Marketcap: The market cap of the stock should be among the top 100 stocks in the BSE
Trading frequency: The Security should have been traded on each and every trading day for the last year
Average Daily Trades and Average Daily Turnover: The Security should be in the Top 150 firms listed by the average number of trades per day and by the average value of shares traded per day for the last year
SENSEX vs Nifty 50
Sensex and Nifty 50 are both benchmark indices, the key difference being the markets they are listed on. Sensex is listed on the BSE and tracks the top 30 companies of the BSE, while NIFTY does the same thing for 50 companies listed on the NSE. Secondly, Nifty 50 covers 24 sectors while Sensex only does 13. Apart from this, both of them are quite similar in their valuation methods and usage.

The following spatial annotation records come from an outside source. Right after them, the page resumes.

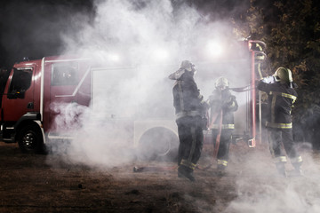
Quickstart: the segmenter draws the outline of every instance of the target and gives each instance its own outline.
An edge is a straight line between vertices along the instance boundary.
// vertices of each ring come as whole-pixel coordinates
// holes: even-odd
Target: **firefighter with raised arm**
[[[228,167],[228,152],[235,129],[234,112],[238,108],[236,96],[230,92],[229,82],[220,76],[215,82],[215,90],[209,97],[210,125],[214,145],[213,157],[217,159],[218,170]]]
[[[180,69],[169,75],[176,80],[172,94],[180,139],[178,177],[190,181],[196,180],[193,171],[203,148],[203,129],[206,127],[204,118],[208,108],[194,80],[195,73],[195,65],[184,60]]]
[[[284,164],[287,162],[285,153],[295,169],[294,173],[301,175],[302,157],[294,148],[291,114],[298,96],[294,85],[291,70],[282,67],[272,76],[265,77],[258,83],[258,89],[268,94],[266,127],[268,130],[270,152],[278,172],[284,177]]]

Investor of the Month: Ramdeo Agrawal
By Siddhant Goenka
The world of investing is a complex and evolving landscape. For college students eager to carve their path in the investment world, there's much to be learned from the success of individuals like Ramdeo Agrawal, the co-founder of Motilal Oswal Financial Services. Ramdeo Agrawal, who was born into a middle-class family in Raipur and has since built a portfolio worth Rs 100 crore, has shown that with an appropriate strategy and attitude, financial success is attainable.
Agrawal's constant dedication to the QGLP framework — Quality, Growth, Longevity, and Price — is the key to his success. Let's examine these essential components of his strategy:
Quality: For him, quality is connected with exceptional management. He understands that for a firm to succeed, these two aspects must work in harmony.

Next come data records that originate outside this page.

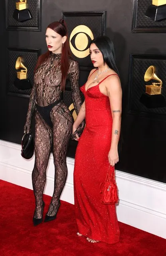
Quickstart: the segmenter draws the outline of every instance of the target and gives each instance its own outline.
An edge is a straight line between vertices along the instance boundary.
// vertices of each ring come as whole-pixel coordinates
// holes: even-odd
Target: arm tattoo
[[[82,109],[82,111],[85,111],[85,107],[83,107],[83,106],[81,106],[81,108]]]
[[[118,131],[117,130],[115,130],[115,134],[116,134],[117,135],[118,135]]]
[[[120,112],[121,110],[113,110],[113,112],[115,113],[115,112]]]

Growth: He also emphasises the value of funding businesses with significant room for expansion. This necessitates paying close attention to market positioning, scalability, and sector trends.
Longevity: Long-term success is Agrawal's main goal. He looks for companies that can maintain their competitive edge over time, whether it comes from brand recognition or technology perks.
Price: Ramedeo Agrawal suggests that investors exercise caution while choosing an entry price. Even the best business can be a risky investment if purchased at an exorbitant price. His strategy strikes a balance between quality and valuation.
After examining Agrawal's investment theory, let's summarize the most important lessons for college students who want to become successful investors. First and foremost, before you invest, thorough research is indispensable. Familiarize yourself with the company, its competitors, and the industry as a whole. Agrawal's success stories, such as his investments in Asian Paints and Hero MotoCorp, underscore the significance of this principle.
Secondly, patience is a virtue in the world of investing. Agrawal's portfolio has grown exponentially because he remains committed to his choices through market fluctuations, reaping the benefits of compounding. Third, it's important to diversify, but not at the expense of quality. Agrawal started off holding 225 equities, but eventually reduced that number to about 15, concentrating on high-performing, thoroughly studied stocks.
Furthermore, transparency and moral conduct in all financial interactions are highly valued by Agrawal. He believes that when investors, clients, and partners see a track record of ethical behaviour and transparent financial dealings, they are more likely to have confidence in the individual or organization. Hence, a good reputation serves as a cornerstone of trust.
Lastly, learn from your mistakes! Even experienced investors make mistakes. The purchase of Global Tele-Systems (GTL) by Agrawal serves as a timely reminder to assess what went wrong, make modifications, and proceed with increased understanding.
Ramdeo Agrawal's journey serves as an example of demonstrating that successful investing is not about making money instantaneously. Instead, it involves taking a long-term, methodical, and systematic approach. Aspiring investors can create an effective plan that withstands the test of time by using the QGLP framework.